Opinion: Why are tech giants mired in disputes over taxation, monopoly?
Guest commentary by Chen Jiahe
It has been a long-lasting conflict between technology giants and governments regarding how much tax should the firms pay and how societies should handle their monopoly behaviors.
Regarding the taxation, a BBC article “Corporate tax avoidance: How do companies do it?” provides a good explanation. It was written in 2012, but six years later, the world is still arguing the same issue, with little sign of easing.
Shenzhen, a technology hub /VCG Photo

Shenzhen, a technology hub /VCG Photo

Primarily speaking, the reason that there are so many tax disputes between technology giants and governments is that governments set up their taxation codes in line with the old business world, while technology has brought up something entirely new.
In earlier days, it was not possible to order something from a shop in Luxemburg while sitting in England, now it is possible.

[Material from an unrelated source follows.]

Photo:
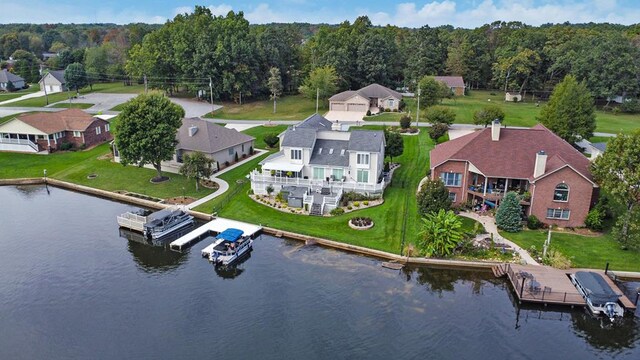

Twenty years ago, you could not have walked on a Paris street and bought a map composed by software engineers working in the Silicon Valley, now you can. It was not possible for a company to locate its service providers thousands of miles away from its customers, now it is within reach. 
So old business rules do not function well in the new digital world. That is why you see frequent disputes.
Meanwhile, the different tax rate in different countries might result in high tech companies swarming into the country with the lowest tax rate, which the other governments in countries with higher tax rate may not welcome. 
However, the principle of taxation itself remains intact, that companies should pay tax according to their business activities so that societies can have enough money to maintain the public interests. This principle is exactly the same in today’s communities, compared with those even centuries ago.
Therefore, it is not the question of whether or not the new businesses should be taxed, but how the principle and philosophy of the taxation system can be applied to the new digital world.
Neither is this the question of whether or not technology giants should bear more tax as proposed by Europe. The real question is why they should enjoy a lower tax rate only because they adopt a different technological route for their business-customer relationship.
Meanwhile, technology giants have continuously been criticised for their monopolization in their own fields. Why do so many technology companies monopolize their industries, compared with the traditional companies?
Apple launched the iPad 2018 in Chicago on Mar 27, 2018. /VCG Photo‍

Apple launched the iPad 2018 in Chicago on Mar 27, 2018. /VCG Photo‍

The best explanation is definitely not like this: “People who run tech companies are bad guys and people who run normal companies are honest, hardworking, simple-minded, good guys”. No, this is a fantasy derived from science fiction films. You might meet some good and some bad fellows in your daily life, but it is definitely not true when you are talking about a social phenomenon that involves a huge industry with tens of millions of people working in it.
This is because, naturally speaking, it is easy for the technology industry to create a monopoly, much easier than most of the traditional sectors.
Take one of my favorite examples, a barbershop: have you ever seen a barbershop group that monopolizes the industry and threatens its smaller competitors through unjustified methods? Hardly. Why? It is because a very large barbershop has little advantage over a very small, little, puny barbershop.
However, for technology industries, the situation is 100 percent reversed. When there are two chatting apps, one has 500 million users, including almost all your friends living all over the world, and the other one has only 1 million users. Then, which one will you install on your mobile phone? Would you even spend one second to make your choice between the two apps?
More than this “network effect”, there are many other features of the technology industry that naturally lead to monopoly, which include almost zero transportation cost, pretty strong brand effect, very expensive research and development cost, very small marginal production cost, etc. All these features lead to a very hard environment for small technology firms, therefore give large firms more advantage and make them even larger.
It is well known today that monopoly hurts our societies. Anti-monopoly laws can be found everywhere in the world. (For your reference, China also had its own anti-monopoly law in 2008.) Therefore, when a monopoly is really formed, it shall be neither improper nor impossible for governments to take actions, only that such actions will require justification and determination.
(Chen Jiahe is the Chief Strategist at Cinda Securities, Oxon. The article reflects the author's opinion, and not necessarily the views of CGTN.)